I won't claim that signal transmission is at all affected in a streamer by a cable for any modern competent USB or ethernet DAC, and I will call out any claim that bit timing makes a differences in those scenarios (but can prove other timing never mentioned may), because, it is just not true in any modern DAC, both because they don't time off USB or Ethernet, and because data loss in a home environment is so close to 0 as to be 0. Similarly, I will take on any "technie" that does understand that noise injection, even via Ethernet can be an issue.
I am also going to call out anyone that claims one particular fuse is going to make an improvement in every piece of equipment ... because I know enough about and have enough experience designing audio equipment of various types to know that what potentially improves an amplifier could make a pre-amplifier or a source worse, and even what makes an amplifier better at low volume is different from what may help at high volume. I will maintain a healthy skepticism as well about cables, at least interconnnects and speaker cables, again due to claims of "always improves", given how varied source/loads are in audio, that no cable vendor will shine light on their claims with blind tests, that actual blind tests don't show differences .... AND .... because I have lost count of the number of times an "audiophile" buddy has claimed they could clearly hear a difference .... and then I proved they didn't by taking away their ability to know what product they were listening to. Clearly that statement does not apply to turntable cables who can massively impact cartridge loading, that time a better power cable was cutting through corrosion on an IEC receptacle and the odd EMI issue with cheap cables.
It is a popular refrain with products with questionable value that "we can't measure everything", we don't understand all the measurements, the ear is complex, the brain is complex, and similar refrains including the usual misquoting or wrong application of psycho-acoustic research or just right out false-hood (sensitivity to phase being a common one). When one discusses how we as human's perceive sound, for the most part, they are absolutely correct. We don't know how to take acoustic measurements and translate them into how a human will perceive them with high accuracy. We have some good ideas, but given human-human variance, we will never have one view of perfection. The one good thing we have a pretty good handle on is the limits of human hearing, critically limits on perception of sounds both on their own, and masked by louder sounds.

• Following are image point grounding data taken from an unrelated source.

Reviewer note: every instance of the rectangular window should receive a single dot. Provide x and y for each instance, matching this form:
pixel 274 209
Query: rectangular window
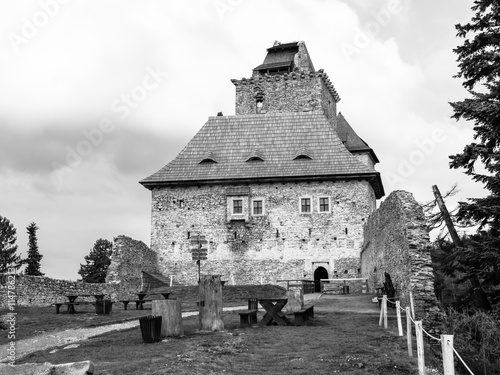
pixel 305 205
pixel 324 204
pixel 257 207
pixel 237 206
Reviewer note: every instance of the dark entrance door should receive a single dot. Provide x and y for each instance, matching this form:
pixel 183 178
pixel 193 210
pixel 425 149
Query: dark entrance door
pixel 320 273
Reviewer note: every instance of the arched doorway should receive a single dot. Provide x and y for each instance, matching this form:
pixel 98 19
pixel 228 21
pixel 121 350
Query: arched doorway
pixel 319 273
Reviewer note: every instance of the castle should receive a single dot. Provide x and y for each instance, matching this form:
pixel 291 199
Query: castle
pixel 280 190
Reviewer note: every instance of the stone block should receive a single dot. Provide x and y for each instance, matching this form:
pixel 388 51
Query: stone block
pixel 295 300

However, when we are talking purely electrical signals, which covers amplifiers, cables, power, the noise on a turntable (and what it can mask), etc. we can measure with exceptional resolution and accuracy, think of what we are able to measure in the scientific field and what level of resolution and accuracy that must require. So when someone says " we don't know what to measure", that is absolutely true when you are trying to compare the euphonics of a turntable and a 24/192 DAC, and true when viewed for what MFRs share with customers, or quite frankly, what is possible with the equipment that many boutique companies have. But to say we can't measure the impact of a cable or fuse and how that is going to correlate to human perception is just not true ..... what it is is convenient.